井口 オファーがあれば何でも撮りたいというのが、ボクのスタンスなんです。自分としては先ほど話したみたいに、人間ドラマを撮りたいんです。ドラマの演出をするのはすごく好きだし、役者さんと芝居を模索しながら作れるものがやりたいですね。今、考えているのは思春期の少年少女を主人公にしたもの。特撮なしで考えています。それに、おじいさんやおばあさんが観ても「面白い」と思ってもらえる作品を撮りたい。高齢化社会と言われているけど、意外とおじいちゃん・おばあちゃんが楽しめる作品は少ないんじゃないかと思うんです。社会問題をテーマに、笑ったり泣いたりできる娯楽作品を撮っていきたいですね。「スシタイフーン」レーベルで作った新作ゾンビもの『ゾンビアス』(2012年2月公開予定)も、もうすぐ完成します。幅広く作品を撮っていきたいなと思っています。意外とまっとうなことを考えているんですよ(笑)。『片腕マシンガール』や『ロボゲイシャ』を撮っているんで、どうしても非常識でアナーキーな人間だと思われがちですけど、そんなことはないんです。信号はちゃんと青になってから渡りますし、ゴミが落ちていたら拾いますよ。常識がないと、逆にハチャメチャな作品は撮れないんです。そのことは声を大にして言いたいですね(笑)。

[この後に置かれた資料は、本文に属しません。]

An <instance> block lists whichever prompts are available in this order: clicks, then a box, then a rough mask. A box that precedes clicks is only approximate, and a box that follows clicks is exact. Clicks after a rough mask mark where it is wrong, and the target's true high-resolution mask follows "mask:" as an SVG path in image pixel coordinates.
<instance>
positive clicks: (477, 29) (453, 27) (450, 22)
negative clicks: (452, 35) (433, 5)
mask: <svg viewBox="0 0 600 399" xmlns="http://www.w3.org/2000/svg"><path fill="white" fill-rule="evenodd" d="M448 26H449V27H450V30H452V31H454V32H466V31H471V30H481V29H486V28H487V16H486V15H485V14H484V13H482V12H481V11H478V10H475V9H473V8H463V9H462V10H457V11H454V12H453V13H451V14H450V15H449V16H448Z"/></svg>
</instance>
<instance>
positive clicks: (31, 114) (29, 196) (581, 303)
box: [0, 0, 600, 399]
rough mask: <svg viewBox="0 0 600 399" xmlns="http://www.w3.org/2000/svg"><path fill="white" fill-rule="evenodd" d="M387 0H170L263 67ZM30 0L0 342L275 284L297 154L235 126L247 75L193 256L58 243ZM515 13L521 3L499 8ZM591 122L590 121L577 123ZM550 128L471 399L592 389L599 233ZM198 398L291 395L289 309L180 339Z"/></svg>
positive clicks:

(取材・文=長野辰次/2011.10.16日刊サイゾー既出)

『電人ザボーガー』
監督・脚本/井口昇 特殊造型・キャラクターデザイン/西村喜廣 アクション監督/カラサワ イサオ VFXスーパーバイザー/鹿角剛司 出演/板尾創路、古原靖久、山崎真実、宮下雄也(RUN&GUN)、佐津川愛美、木下ほうか、渡辺裕之、竹中直人、柄本明 

●いぐち・のぼる
1969年東京都生まれ。8ミリ作品『わびしゃび』(88)がイメージフォーラムフェスティバルで審査員賞を受賞。平野勝之監督らのもとで撮影現場を経験する一方、松尾スズキが主宰する劇団「大人計画」の舞台でも役者として活躍。主な監督作に『クルシメさん』(98)、『恋する幼虫』(03)、楳図かずおの人気コミックを映画化した『猫目小僧』(05)、『まだらの少女』(05)、谷崎潤一郎の文芸作品を映画化した『卍(まんじ)』(06)、永井豪原作コミックをスプラッター化した『おいら女蛮』(06)、北米で爆発的セールスを記録した『片腕マシンガール』(07)、井口流過激なガールズムービー『ロボゲイシャ』(09)、伊藤潤二の原作イメージに近い『富江 アンリミテッド』(11)などがある。TVシリーズ『栞と紙魚子の怪奇事件簿』(日本テレビ)、『ケータイ刑事 銭形命』(BS-TBS)、『古代少女ドグちゃん』(毎日放送)などのチーフディレクターも務めた。自伝的エッセイ集『恋の腹痛、見ちゃイヤ!イヤ』(太田出版)は古書店で見つけたら、ぜひ手に入れたい名著。